One thing I know for sure, the Dacarbazine really knocked my blood cell production for a loop. I slumped down to 1000 platelets per microliter (150,000 is normal) and bruised up like I was in a bar brawl. The timing was poor, I was helping unload supplies at a Habitat for Humanity build site and whereever I "lightly" bumped myself in several places I bruised. I was so embarrassed that I wore long sleeved shirts all week long.

So I kept to myself the last week and had two transfusions (4 units of blood and 2 units of platelets all told). Now I'm feeling quite well, getting stuff done like normal until the hard drive crash.

The focus at this time is as always, relax and don't worry about the cancer. My time with my fiancee has been precious, if I could exclude the cancer, I can't think of a time when I was happier. So I've been using all the mind calming exercises that I know.

Mind Stabilization

As I was saying on my last post, my focus lately has been on the mind and its powers of healing. I've been trying to stabilize and center myself in order to heal my body. This attitude is talked about in many religions and human development systems.

I think a good introduction to this spiritual way of thought is Sri Sri Ravi Shankar's (of the Art of Living Foundation) article Dealing with Fear. In this article he discusses that centering the mind (or self) allows your mind to be free of emotions such as fear, guilt, and anger. He states "when the mind is free of fear, free of guilt, free of anger, and more centered, then it can heal the system of any ailment."

When I started observing myself, It is amazing to me how much anger and guilt I was feeling. I haven't had to deal with fear that much. But it does pop out every now and then (one instance was at the end of my radiation session).

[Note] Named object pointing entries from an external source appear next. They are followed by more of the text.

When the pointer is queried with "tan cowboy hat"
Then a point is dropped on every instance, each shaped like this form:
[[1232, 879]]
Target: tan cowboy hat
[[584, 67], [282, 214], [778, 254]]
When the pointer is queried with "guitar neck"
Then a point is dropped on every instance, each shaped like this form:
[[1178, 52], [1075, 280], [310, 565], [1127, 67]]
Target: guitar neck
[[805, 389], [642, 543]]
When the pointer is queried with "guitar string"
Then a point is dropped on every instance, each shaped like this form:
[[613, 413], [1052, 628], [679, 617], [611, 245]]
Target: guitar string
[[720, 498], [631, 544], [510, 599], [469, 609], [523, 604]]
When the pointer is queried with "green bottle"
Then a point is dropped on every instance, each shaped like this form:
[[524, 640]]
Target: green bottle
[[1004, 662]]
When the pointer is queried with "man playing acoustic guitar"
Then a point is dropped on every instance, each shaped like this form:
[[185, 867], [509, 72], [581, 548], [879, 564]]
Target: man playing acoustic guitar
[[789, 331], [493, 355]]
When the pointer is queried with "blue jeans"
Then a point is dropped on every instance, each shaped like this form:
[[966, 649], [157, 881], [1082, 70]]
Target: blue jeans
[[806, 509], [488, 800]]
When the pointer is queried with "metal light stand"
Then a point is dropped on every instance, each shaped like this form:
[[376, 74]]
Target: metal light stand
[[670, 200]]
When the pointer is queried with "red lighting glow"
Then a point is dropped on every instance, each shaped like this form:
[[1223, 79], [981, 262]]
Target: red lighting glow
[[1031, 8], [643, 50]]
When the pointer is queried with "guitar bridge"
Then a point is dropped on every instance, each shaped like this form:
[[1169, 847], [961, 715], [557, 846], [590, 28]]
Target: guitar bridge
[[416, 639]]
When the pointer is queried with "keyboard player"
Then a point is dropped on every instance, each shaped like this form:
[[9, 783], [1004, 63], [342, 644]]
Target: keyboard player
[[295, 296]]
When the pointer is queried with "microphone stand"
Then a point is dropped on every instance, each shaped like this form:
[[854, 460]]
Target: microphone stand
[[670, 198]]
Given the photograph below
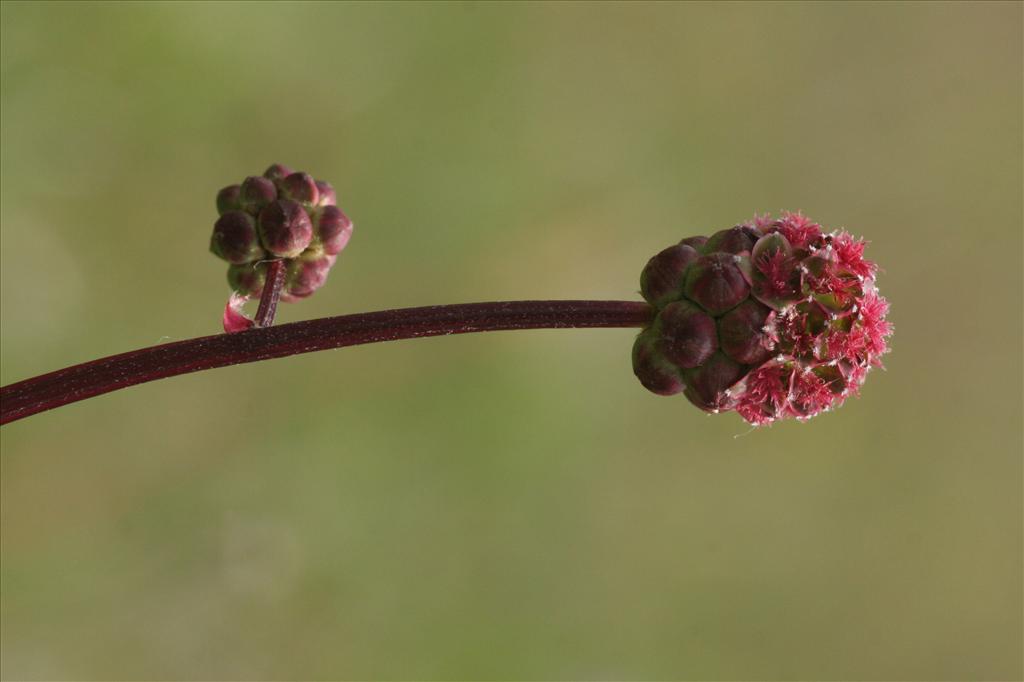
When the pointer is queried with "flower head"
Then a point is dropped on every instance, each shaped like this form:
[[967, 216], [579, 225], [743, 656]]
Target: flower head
[[771, 318], [285, 215]]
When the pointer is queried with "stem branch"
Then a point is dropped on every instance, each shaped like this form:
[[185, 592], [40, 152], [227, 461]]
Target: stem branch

It's not an easy thing to do, dropping these emotions out of your life. If one could completely eradicate those feelings, I'm sure they are well on their way to enlightenment. However, it is important for one to try to reduce the amount of these emotions.

The Science of Love

If we need to reduce the anger, guilt and fear, then the other side of the coin is increasing the amount of love you experience. Your family, friends, and/or significant other are so important in making your life balanced and not allowing the disease overcome your systems.

I suggest reading Paul Pearsall's "Making Miracles" which was given to me by a dear friend. He discusses this in length (at least in the updated edition which is called "Miracle in Maui"). Basically he says these people are your main Life Support System (emphasis added by me).

I don't understand all of what Dr. Pearsall says in this book. But many parts absolutely clicked with me. Anyway, I don't think it is necessary to understand everything, just taking these few steps will allow you to help stabilize and strengthen your "self."

Maybe the disease will progress and kill me, maybe it won't. But being able to increase the love that I experience and reduce the destabilizing emotions allows me to enjoy the days that I have left.

New Chemotherapy

I'm back and am on a new chemotherapy regimen, since I "failed" protocol on the trial drug Trabectedin. My doctor now chose Dacarbazine for a single-agent therapy.

The latest scans have shown some growth since October, but I figured that this was going to be the case. I was off chemotherapy for about two months. Now that I'm back we'll see if we can stop this growth with the new therapy and eventually kill the cancer.

I'm positive this is going to take a very strong mental approach, but more on that later. I'm feeling quite good considering, very little pain (or at least pain that is manageable) at this time.